Personal recommendations are:

* Elmo’s Song

* Feist’s Sesame Street version of 1-2-3-4

thesausageking 2 years ago

Abstract:

"Even prior to producing their first words, infants are developing a sophisticated speech processing system, with robust word recognition present by 4–6 months of age. These emergent linguistic skills, observed with behavioural investigations, are likely to rely on increasingly sophisticated neural underpinnings. The infant brain is known to robustly track the speech envelope, however previous cortical tracking studies were unable to demonstrate the presence of phonetic feature encoding. Here we utilise temporal response functions computed from electrophysiological responses to nursery rhymes to investigate the cortical encoding of phonetic features in a longitudinal cohort of infants when aged 4, 7 and 11 months, as well as adults. The analyses reveal an increasingly detailed and acoustically invariant phonetic encoding emerging over the first year of life, providing neurophysiological evidence that the pre-verbal human cortex learns phonetic categories. By contrast, we found no credible evidence for age-related increases in cortical tracking of the acoustic spectrogram."

Paper: https://www.nature.com/articles/s41467-023-43490-x

jncfhnb 2 years ago

The actual article simply says babies pick up on phonetic differences featured in rhyme and song. It says nothing about being crucial to learning.

  • nitwit005 2 years ago

    Yep, the headline is a deliberate lie to make the story more appealing.
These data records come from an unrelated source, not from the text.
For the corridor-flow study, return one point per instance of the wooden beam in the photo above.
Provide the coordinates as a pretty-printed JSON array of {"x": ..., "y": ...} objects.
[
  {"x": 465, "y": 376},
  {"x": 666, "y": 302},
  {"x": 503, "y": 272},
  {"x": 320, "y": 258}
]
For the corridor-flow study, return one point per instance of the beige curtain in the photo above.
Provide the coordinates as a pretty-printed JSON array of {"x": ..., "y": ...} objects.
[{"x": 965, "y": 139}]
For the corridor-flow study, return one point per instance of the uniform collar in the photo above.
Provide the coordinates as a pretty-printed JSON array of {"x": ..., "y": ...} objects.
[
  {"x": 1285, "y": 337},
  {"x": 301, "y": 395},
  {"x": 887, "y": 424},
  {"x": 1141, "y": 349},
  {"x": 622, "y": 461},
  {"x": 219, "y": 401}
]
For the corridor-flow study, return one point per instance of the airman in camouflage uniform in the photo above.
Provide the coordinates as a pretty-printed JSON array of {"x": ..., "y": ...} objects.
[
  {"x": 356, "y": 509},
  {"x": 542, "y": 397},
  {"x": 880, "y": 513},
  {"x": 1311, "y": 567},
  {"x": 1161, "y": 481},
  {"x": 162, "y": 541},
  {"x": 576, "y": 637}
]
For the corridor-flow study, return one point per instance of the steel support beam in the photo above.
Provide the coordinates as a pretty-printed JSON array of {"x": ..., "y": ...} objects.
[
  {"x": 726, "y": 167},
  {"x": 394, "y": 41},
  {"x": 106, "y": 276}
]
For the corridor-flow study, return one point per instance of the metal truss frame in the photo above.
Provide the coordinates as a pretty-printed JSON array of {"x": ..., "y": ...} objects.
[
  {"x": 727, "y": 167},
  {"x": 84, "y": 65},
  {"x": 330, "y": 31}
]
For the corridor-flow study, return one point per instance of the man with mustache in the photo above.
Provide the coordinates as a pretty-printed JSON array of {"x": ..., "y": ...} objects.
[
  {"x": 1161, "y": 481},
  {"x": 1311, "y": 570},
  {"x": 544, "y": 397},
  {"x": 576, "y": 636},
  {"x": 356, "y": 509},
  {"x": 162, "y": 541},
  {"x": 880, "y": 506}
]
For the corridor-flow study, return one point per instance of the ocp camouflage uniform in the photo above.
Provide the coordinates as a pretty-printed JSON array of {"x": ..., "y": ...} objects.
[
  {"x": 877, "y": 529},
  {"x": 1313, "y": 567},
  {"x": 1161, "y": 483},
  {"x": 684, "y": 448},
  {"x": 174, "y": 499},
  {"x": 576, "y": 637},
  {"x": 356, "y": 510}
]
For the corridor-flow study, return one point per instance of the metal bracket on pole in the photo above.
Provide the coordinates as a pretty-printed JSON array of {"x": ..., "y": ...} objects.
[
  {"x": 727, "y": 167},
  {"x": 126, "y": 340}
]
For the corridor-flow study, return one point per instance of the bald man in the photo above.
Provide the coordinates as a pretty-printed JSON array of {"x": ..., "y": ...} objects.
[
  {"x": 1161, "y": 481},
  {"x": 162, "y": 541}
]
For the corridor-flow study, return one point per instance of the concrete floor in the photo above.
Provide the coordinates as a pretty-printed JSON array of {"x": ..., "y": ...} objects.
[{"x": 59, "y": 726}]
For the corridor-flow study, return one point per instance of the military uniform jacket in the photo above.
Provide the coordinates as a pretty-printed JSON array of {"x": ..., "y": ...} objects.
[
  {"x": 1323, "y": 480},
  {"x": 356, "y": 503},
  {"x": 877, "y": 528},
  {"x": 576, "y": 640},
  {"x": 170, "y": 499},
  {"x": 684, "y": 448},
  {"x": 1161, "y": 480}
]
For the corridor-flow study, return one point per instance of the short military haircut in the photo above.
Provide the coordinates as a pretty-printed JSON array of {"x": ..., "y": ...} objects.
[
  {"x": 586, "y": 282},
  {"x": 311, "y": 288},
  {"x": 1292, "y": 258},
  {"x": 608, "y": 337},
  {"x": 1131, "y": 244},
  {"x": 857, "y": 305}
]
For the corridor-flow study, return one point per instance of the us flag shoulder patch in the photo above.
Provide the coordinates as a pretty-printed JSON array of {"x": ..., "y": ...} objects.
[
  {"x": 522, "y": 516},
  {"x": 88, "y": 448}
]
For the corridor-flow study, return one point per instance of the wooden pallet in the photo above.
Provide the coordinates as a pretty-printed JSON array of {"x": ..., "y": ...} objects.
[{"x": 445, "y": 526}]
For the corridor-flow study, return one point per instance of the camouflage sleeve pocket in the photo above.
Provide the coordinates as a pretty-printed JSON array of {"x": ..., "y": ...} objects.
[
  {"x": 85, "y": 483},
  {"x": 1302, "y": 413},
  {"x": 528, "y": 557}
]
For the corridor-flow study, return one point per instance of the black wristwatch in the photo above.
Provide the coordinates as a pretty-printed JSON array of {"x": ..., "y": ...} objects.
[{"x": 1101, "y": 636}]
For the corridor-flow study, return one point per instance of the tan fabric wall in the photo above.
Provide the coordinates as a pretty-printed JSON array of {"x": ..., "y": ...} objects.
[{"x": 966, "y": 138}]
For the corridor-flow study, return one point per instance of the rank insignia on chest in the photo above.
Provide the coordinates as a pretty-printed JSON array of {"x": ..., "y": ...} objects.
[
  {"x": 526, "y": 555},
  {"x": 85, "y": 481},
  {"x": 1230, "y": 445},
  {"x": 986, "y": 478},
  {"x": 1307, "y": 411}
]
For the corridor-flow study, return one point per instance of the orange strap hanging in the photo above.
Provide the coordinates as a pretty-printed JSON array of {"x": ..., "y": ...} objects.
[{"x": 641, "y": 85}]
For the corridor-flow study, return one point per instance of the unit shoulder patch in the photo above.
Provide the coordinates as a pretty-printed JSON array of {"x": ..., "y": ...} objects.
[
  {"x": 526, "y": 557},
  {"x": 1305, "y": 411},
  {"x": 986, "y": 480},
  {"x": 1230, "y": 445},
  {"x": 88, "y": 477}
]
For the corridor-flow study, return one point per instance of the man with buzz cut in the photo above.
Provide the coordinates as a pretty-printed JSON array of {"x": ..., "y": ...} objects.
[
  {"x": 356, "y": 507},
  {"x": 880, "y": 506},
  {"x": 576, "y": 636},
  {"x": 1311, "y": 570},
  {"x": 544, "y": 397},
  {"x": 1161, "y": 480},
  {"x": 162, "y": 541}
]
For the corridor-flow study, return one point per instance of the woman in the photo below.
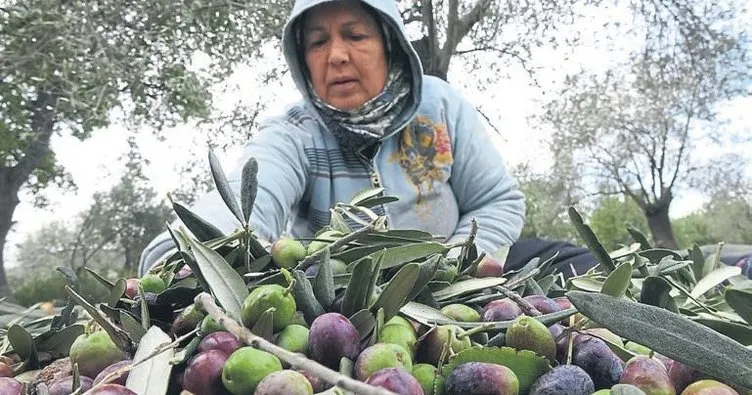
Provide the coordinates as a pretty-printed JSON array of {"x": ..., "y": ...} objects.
[{"x": 370, "y": 118}]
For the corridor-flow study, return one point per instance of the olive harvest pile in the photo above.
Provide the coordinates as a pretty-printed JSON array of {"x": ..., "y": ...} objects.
[{"x": 364, "y": 309}]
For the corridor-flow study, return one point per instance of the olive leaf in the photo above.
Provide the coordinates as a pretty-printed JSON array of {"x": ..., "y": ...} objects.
[
  {"x": 323, "y": 283},
  {"x": 396, "y": 291},
  {"x": 670, "y": 334},
  {"x": 423, "y": 314},
  {"x": 396, "y": 256},
  {"x": 151, "y": 373},
  {"x": 338, "y": 223},
  {"x": 656, "y": 291},
  {"x": 223, "y": 187},
  {"x": 365, "y": 195},
  {"x": 264, "y": 326},
  {"x": 638, "y": 237},
  {"x": 248, "y": 187},
  {"x": 116, "y": 292},
  {"x": 23, "y": 344},
  {"x": 714, "y": 278},
  {"x": 428, "y": 269},
  {"x": 223, "y": 281},
  {"x": 203, "y": 230},
  {"x": 741, "y": 301},
  {"x": 361, "y": 285},
  {"x": 592, "y": 241},
  {"x": 305, "y": 300},
  {"x": 618, "y": 281}
]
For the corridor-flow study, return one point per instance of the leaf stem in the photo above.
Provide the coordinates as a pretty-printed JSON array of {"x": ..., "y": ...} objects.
[{"x": 205, "y": 301}]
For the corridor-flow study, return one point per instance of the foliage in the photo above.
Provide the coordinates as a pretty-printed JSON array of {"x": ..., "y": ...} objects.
[{"x": 638, "y": 128}]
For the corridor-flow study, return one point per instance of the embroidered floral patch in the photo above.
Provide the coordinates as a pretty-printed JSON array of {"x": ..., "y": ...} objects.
[{"x": 425, "y": 153}]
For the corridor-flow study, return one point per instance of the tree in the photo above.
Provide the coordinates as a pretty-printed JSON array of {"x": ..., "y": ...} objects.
[
  {"x": 638, "y": 129},
  {"x": 67, "y": 65},
  {"x": 610, "y": 219}
]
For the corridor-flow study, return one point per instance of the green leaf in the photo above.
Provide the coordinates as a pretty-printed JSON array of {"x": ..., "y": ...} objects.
[
  {"x": 592, "y": 241},
  {"x": 224, "y": 282},
  {"x": 589, "y": 284},
  {"x": 618, "y": 281},
  {"x": 670, "y": 334},
  {"x": 656, "y": 292},
  {"x": 715, "y": 278},
  {"x": 365, "y": 195},
  {"x": 364, "y": 321},
  {"x": 740, "y": 333},
  {"x": 526, "y": 365},
  {"x": 741, "y": 301},
  {"x": 396, "y": 256},
  {"x": 423, "y": 314},
  {"x": 264, "y": 326},
  {"x": 203, "y": 230},
  {"x": 118, "y": 336},
  {"x": 377, "y": 201},
  {"x": 152, "y": 376},
  {"x": 395, "y": 292},
  {"x": 625, "y": 251},
  {"x": 323, "y": 284},
  {"x": 467, "y": 286},
  {"x": 305, "y": 298},
  {"x": 223, "y": 187},
  {"x": 23, "y": 344},
  {"x": 698, "y": 259},
  {"x": 249, "y": 187},
  {"x": 428, "y": 269},
  {"x": 135, "y": 330},
  {"x": 116, "y": 292},
  {"x": 338, "y": 223},
  {"x": 353, "y": 254}
]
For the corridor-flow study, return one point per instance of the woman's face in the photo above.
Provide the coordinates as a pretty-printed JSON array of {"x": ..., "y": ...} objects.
[{"x": 345, "y": 55}]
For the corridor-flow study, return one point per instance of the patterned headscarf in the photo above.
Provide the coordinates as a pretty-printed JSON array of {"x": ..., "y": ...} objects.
[{"x": 364, "y": 126}]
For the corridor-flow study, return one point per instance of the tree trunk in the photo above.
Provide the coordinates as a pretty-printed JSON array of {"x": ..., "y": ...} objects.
[
  {"x": 8, "y": 202},
  {"x": 431, "y": 62},
  {"x": 42, "y": 122},
  {"x": 660, "y": 226}
]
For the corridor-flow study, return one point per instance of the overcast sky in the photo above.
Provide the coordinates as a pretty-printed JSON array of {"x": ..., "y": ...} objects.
[{"x": 508, "y": 102}]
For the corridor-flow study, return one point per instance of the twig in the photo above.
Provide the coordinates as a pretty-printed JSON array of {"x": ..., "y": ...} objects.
[
  {"x": 527, "y": 307},
  {"x": 311, "y": 259},
  {"x": 205, "y": 301}
]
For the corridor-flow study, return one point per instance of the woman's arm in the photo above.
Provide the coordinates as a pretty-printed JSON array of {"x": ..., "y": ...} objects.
[{"x": 485, "y": 191}]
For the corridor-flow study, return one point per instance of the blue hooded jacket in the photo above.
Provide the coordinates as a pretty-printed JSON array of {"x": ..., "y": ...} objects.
[{"x": 440, "y": 163}]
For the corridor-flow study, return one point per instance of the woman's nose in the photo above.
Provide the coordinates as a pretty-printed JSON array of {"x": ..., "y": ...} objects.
[{"x": 338, "y": 52}]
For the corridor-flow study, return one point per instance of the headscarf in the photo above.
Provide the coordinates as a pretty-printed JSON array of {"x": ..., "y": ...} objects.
[{"x": 363, "y": 127}]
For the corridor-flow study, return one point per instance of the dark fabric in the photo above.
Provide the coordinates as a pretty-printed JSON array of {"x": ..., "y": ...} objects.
[{"x": 572, "y": 260}]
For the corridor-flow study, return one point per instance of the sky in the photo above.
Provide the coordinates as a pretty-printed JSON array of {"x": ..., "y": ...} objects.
[{"x": 509, "y": 102}]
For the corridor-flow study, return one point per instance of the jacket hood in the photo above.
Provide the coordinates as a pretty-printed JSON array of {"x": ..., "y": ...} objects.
[{"x": 389, "y": 12}]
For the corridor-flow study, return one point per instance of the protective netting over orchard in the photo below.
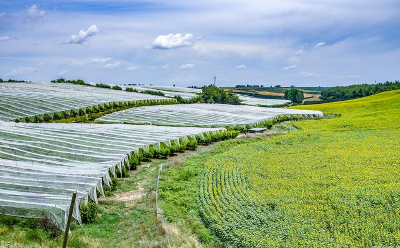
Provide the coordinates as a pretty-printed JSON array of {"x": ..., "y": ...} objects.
[
  {"x": 262, "y": 101},
  {"x": 19, "y": 100},
  {"x": 205, "y": 115},
  {"x": 169, "y": 91},
  {"x": 41, "y": 165}
]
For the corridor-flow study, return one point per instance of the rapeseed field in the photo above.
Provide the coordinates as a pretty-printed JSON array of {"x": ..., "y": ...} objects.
[{"x": 332, "y": 183}]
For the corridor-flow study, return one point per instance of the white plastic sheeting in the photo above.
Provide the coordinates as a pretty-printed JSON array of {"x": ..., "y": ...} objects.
[
  {"x": 261, "y": 101},
  {"x": 205, "y": 115},
  {"x": 169, "y": 91},
  {"x": 19, "y": 100},
  {"x": 42, "y": 164}
]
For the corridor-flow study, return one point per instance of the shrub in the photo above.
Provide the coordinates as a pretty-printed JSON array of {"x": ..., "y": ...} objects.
[
  {"x": 192, "y": 144},
  {"x": 183, "y": 143},
  {"x": 164, "y": 150},
  {"x": 174, "y": 147},
  {"x": 49, "y": 228},
  {"x": 89, "y": 212},
  {"x": 133, "y": 161},
  {"x": 81, "y": 112},
  {"x": 36, "y": 235}
]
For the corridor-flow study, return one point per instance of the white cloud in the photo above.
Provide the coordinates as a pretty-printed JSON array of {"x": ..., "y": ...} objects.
[
  {"x": 350, "y": 76},
  {"x": 306, "y": 74},
  {"x": 99, "y": 60},
  {"x": 111, "y": 65},
  {"x": 132, "y": 68},
  {"x": 353, "y": 76},
  {"x": 186, "y": 67},
  {"x": 84, "y": 35},
  {"x": 3, "y": 38},
  {"x": 34, "y": 12},
  {"x": 241, "y": 67},
  {"x": 289, "y": 67},
  {"x": 22, "y": 70},
  {"x": 62, "y": 73},
  {"x": 171, "y": 41}
]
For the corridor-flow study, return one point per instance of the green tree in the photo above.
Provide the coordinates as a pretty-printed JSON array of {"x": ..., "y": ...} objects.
[
  {"x": 213, "y": 94},
  {"x": 294, "y": 95}
]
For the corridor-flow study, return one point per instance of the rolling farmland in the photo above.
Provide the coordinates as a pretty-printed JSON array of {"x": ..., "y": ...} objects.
[
  {"x": 204, "y": 115},
  {"x": 332, "y": 183},
  {"x": 42, "y": 164},
  {"x": 20, "y": 100}
]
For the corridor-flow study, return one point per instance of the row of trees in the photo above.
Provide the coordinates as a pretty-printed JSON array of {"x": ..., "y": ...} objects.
[
  {"x": 294, "y": 95},
  {"x": 358, "y": 90},
  {"x": 212, "y": 94},
  {"x": 11, "y": 81}
]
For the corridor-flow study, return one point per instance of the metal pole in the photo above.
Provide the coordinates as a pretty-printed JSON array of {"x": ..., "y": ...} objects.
[{"x": 71, "y": 209}]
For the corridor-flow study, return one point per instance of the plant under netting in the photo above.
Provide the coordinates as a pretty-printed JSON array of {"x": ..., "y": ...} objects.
[
  {"x": 41, "y": 165},
  {"x": 204, "y": 115},
  {"x": 20, "y": 100}
]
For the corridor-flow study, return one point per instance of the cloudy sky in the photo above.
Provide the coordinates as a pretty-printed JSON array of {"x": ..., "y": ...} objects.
[{"x": 288, "y": 42}]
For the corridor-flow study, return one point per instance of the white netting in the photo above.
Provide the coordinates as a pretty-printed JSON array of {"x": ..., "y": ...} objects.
[
  {"x": 41, "y": 165},
  {"x": 169, "y": 91},
  {"x": 19, "y": 100},
  {"x": 261, "y": 101},
  {"x": 205, "y": 115}
]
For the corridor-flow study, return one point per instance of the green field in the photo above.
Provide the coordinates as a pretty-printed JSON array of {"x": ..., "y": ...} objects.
[{"x": 332, "y": 183}]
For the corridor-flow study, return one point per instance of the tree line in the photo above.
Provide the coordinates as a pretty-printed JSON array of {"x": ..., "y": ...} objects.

    • seizethecheese 2 years ago

      Ironically, you also added the word “deliberately” to make your comment more appealing without any evidence

      • worik 2 years ago

        Joining in a trivia dive...

        > Ironically, you also added the word “deliberately” to make your comment more appealing without any evidence

        Yes.

        Fun.

        A short comment is not the place for evidence.

        I could criticise it for hyperbole but actually the thing I do not like is mor e gratuitous unesecsary adjectives....

        Given a startling crisp headline for a mild wishy washy article it is reasonable to assume deliberation.

        But is it a lie? Or measly an exaggeration?

        I care a lot, it's good

      • nitwit005 2 years ago

        You believe they accidentally misrepresented the scientists who never mentioned the concept in the headline? Come on.

        There is an endless stream of these headlines that misrepresent the scientific claims in a way that just happens to seem designed to make the article more appealing. I'm sure it's all pure coincidence.

      • jaredhallen 2 years ago

        I don't know, I can't imagine they accidentally wrote that bit in the headline.

      • fsckboy 2 years ago

        you turned

        > "you added the word “deliberately”

        into

        > Ironically, you also added the word “deliberately” to make your comment more appealing without any evidence

        with no evidence, theory of mind, nor sense of irony apparent.

  • dang 2 years ago

    We've changed the headline to a (shortened) version of the subtitle, which is more neutral. This is often the case.

  • rossdavidh 2 years ago

    Yeah the quote from the researcher is “Parents should talk and sing to their babies as much as possible or use infant-directed speech like nursery rhymes because it will make a difference to language outcome.”

    Which, you know, sure, why not. Nursery rhymes are, I'm sure, great. But the idea that it is "vital" seems preposterous, as I'm sure many infants do not have anyone singing to them, and they still learn to speak.

    Again, I'm sure singing to your baby is good stuff, but the headline seems like a stretch.

dudul 2 years ago

"Vital" seems a little strong after reading the article.

  • dang 2 years ago

    We've changed the headline to a (shortened) version of the subtitle, which is more neutral. This is often the case.